A backward stochastic differential equation (BSDE) with a generator f:[0,T]×R×Rn→R, a terminal value ξT and driven by a stochastic process X=(X1,…,Xn) is given by the equation
Yt=ξT−∫tTf(s,Ys,Zs)ds+∫tTZsdXs,0⩽t⩽T.

A solution is a pair of square integrable processes Y and Z=(Z1,…,Zn) that are adapted to the filtration generated by X. Such equations appear especially in the context of asset pricing and hedging theory in finance and in the context of stochastic control problems. BSDEs may be considered as an alternative to the more familiar partial differential equations (PDE) since the solutions of BSDEs are closely related to classical or viscosity solutions of associated PDEs (see e.g. [17]). As a consequence, BSDEs may be used for the numerical solution of nonlinear PDEs.

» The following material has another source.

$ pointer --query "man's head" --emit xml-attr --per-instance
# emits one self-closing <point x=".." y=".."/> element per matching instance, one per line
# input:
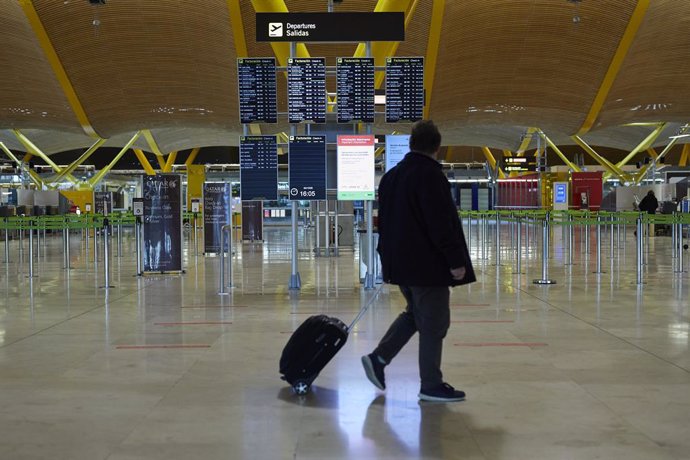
<point x="425" y="137"/>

BSDEs driven by Brownian motion have been studied extensively after the first general existence and uniqueness result proved by E. Pardoux and S.G. Peng [16]. For a synthesis of this research work we may refer to the recent textbooks [8, 9, 17, 18, 20, 24]. More recently BSDEs driven by fractional Brownian motions have been investigated (see, e.g., [4, 11–14, 3, 22, 23]). Since fractional Brownian motions (with Hurst index H∈(0,1/2)∪(1/2,1)) are neither martingales nor Markov processes, new methods have been developed to show the wellposedness of BSDEs in certain function spaces. In particular the integral ∫tTZsdXs has been defined in different ways, e.g. pathwise in the context of fractional analysis or as a divergence integral, and the notion of quasi-conditional expectation has been introduced. In fact, the classical notion of conditional expectation does not seem to be convenient for a proof of the existence and uniqueness of solutions to BSDEs whose driving process is not a martingale. Very few articles are concerned with BSDEs for more general Gaussian processes ([5, 6]) or in the context of the theory of rough paths [10]. In [5] the stochastic integral ∫tTZsdXs is understood in the Wick-Itô sense, and the existence and uniqueness of the solution of (1) is proved for a class of Gaussian processes which includes fractional Brownian motion. The proof is based on a transfer theorem that aims to reduce the question of wellposedness to BSDEs driven by Brownian motion. In [6] it is shown that the wellposedness of linear BSDEs with general square integrable terminal condition ξ holds true if and only if X is a martingale.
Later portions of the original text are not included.